2 products/contracts<20 proposals<60 opportunities<180prospects<540 calls!

The above illustrates how critical prospecting is and how intense the effort should be. If you want to close down two accounts, proper prospecting might require you to make at least 540 calls in a month or roughly 25 calls per day. It’s gut-wrenching. Here are a few more things to note on prospecting.

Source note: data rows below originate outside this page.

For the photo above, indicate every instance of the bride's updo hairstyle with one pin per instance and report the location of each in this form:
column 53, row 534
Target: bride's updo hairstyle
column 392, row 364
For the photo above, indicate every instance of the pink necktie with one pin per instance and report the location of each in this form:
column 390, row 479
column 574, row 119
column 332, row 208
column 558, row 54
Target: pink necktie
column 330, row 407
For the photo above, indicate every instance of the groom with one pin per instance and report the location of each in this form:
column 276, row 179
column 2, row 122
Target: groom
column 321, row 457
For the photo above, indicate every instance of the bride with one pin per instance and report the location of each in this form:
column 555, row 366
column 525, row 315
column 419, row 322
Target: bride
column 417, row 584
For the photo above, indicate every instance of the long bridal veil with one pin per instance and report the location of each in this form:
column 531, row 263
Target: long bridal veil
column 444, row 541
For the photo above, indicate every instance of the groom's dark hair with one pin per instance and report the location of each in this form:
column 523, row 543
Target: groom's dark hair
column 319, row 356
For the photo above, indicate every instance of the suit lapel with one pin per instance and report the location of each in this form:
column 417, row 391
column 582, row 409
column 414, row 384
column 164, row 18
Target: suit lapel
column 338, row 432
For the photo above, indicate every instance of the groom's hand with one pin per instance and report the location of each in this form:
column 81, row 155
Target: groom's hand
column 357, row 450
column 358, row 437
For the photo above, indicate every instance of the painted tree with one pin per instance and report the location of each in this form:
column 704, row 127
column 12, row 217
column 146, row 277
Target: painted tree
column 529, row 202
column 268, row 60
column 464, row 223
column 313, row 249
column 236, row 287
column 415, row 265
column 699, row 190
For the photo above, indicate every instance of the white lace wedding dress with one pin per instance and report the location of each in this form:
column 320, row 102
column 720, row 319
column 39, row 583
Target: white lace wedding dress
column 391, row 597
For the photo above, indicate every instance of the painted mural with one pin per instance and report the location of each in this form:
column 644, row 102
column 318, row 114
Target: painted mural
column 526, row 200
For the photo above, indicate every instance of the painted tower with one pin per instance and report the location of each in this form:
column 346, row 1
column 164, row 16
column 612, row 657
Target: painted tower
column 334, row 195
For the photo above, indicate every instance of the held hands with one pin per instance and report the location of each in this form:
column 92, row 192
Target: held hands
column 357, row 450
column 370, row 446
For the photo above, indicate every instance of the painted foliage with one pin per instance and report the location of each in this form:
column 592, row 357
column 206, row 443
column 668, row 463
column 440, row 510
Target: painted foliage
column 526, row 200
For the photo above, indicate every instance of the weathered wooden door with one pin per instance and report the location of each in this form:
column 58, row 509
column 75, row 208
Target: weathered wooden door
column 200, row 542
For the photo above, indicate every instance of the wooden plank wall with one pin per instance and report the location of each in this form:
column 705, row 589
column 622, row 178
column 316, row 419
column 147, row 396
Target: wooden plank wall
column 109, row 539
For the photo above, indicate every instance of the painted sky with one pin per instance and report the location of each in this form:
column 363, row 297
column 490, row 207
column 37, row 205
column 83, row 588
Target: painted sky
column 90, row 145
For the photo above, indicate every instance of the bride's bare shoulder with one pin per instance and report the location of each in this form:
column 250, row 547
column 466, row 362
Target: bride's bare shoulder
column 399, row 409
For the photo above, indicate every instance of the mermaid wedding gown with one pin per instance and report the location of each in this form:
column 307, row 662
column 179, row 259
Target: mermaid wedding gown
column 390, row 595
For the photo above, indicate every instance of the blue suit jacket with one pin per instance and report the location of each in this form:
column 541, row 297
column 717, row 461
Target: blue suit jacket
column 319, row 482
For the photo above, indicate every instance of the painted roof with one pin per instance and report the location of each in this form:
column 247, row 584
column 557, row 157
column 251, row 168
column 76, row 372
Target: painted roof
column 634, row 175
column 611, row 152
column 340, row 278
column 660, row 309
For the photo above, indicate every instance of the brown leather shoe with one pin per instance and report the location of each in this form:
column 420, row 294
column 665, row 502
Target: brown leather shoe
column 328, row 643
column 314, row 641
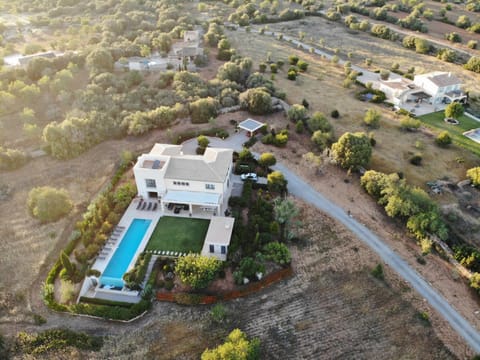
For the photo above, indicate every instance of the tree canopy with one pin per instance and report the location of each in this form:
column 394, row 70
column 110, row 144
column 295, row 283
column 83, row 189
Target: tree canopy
column 352, row 150
column 474, row 175
column 197, row 271
column 236, row 347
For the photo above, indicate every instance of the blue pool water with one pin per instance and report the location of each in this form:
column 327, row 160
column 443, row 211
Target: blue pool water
column 112, row 276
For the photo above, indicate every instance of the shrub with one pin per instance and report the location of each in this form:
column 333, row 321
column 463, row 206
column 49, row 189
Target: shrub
column 48, row 204
column 472, row 44
column 197, row 271
column 372, row 118
column 236, row 346
column 278, row 253
column 296, row 112
column 474, row 175
column 377, row 272
column 218, row 313
column 257, row 101
column 11, row 159
column 302, row 65
column 293, row 59
column 416, row 159
column 352, row 150
column 473, row 64
column 56, row 339
column 299, row 127
column 202, row 110
column 443, row 139
column 409, row 123
column 453, row 37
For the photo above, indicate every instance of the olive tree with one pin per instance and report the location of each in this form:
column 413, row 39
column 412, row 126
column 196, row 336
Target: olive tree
column 474, row 175
column 372, row 118
column 352, row 150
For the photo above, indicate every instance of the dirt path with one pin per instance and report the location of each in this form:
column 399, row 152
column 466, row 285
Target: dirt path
column 304, row 191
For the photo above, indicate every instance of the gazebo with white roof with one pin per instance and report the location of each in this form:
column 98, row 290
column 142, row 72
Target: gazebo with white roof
column 251, row 126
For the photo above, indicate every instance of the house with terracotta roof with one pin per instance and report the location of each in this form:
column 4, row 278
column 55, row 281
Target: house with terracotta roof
column 197, row 183
column 442, row 87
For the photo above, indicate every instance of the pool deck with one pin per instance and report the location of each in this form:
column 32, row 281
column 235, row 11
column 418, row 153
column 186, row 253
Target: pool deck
column 130, row 214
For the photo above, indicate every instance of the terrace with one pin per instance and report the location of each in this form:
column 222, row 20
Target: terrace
column 178, row 235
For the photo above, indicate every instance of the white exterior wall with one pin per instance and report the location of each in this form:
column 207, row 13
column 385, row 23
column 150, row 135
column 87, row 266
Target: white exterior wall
column 198, row 186
column 141, row 174
column 217, row 251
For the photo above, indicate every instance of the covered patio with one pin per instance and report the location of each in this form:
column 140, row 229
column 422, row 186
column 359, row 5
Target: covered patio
column 251, row 126
column 197, row 202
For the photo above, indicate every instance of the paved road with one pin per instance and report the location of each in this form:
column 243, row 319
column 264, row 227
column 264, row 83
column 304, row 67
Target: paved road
column 302, row 190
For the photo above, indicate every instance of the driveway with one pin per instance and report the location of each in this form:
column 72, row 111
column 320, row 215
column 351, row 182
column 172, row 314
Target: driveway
column 301, row 189
column 304, row 191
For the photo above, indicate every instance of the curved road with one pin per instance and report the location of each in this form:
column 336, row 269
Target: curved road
column 303, row 190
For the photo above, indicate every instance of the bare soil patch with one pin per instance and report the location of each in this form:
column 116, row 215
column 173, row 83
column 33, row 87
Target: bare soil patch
column 382, row 52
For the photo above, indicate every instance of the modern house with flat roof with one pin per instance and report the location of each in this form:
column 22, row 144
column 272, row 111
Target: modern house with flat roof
column 442, row 87
column 199, row 183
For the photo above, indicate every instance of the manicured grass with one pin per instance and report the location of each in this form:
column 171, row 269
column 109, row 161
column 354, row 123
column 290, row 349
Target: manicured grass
column 179, row 234
column 435, row 121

  1. Be aggressive. You do it every other day, and your chances of meeting your target drop considerably. Be assertive and make sure that you do your prospecting daily.
  2. Know your product. If you’re selling highly technical items, make sure that you know some level of details about your product. If it’s a gadget or device, you’re likely going to reach out to technical people or engineers or designers. Sit down with your professional team and have them explain to you the details of the product. This will give you credibility with the person on the other line and will avoid the pass-the-phone option, which annoys potential customers.
  3. Listen and don’t sell. Maneuver through the conversation by allowing the prospect to talk about their pain points or critical business issues. Ask them questions, like if there are too many delays in getting the product to the market because of prototyping issues. Prospecting is all about establishing a rapport so that if you get nothing out of this first call, they will still be welcoming to receive a second or third call from you.
  4. Research and preparation. Establish a system on how your day and your week will look like. Devote time to doing research on your database and on the internet to create a list of “for calling.” This creates efficiency and is an excellent way to meet the illustrated target above.

Managing distractions is also essential, including turning off mobile phones and logging off from social media accounts. Likewise, a thorough lead qualification to meet the ultimate target is necessary.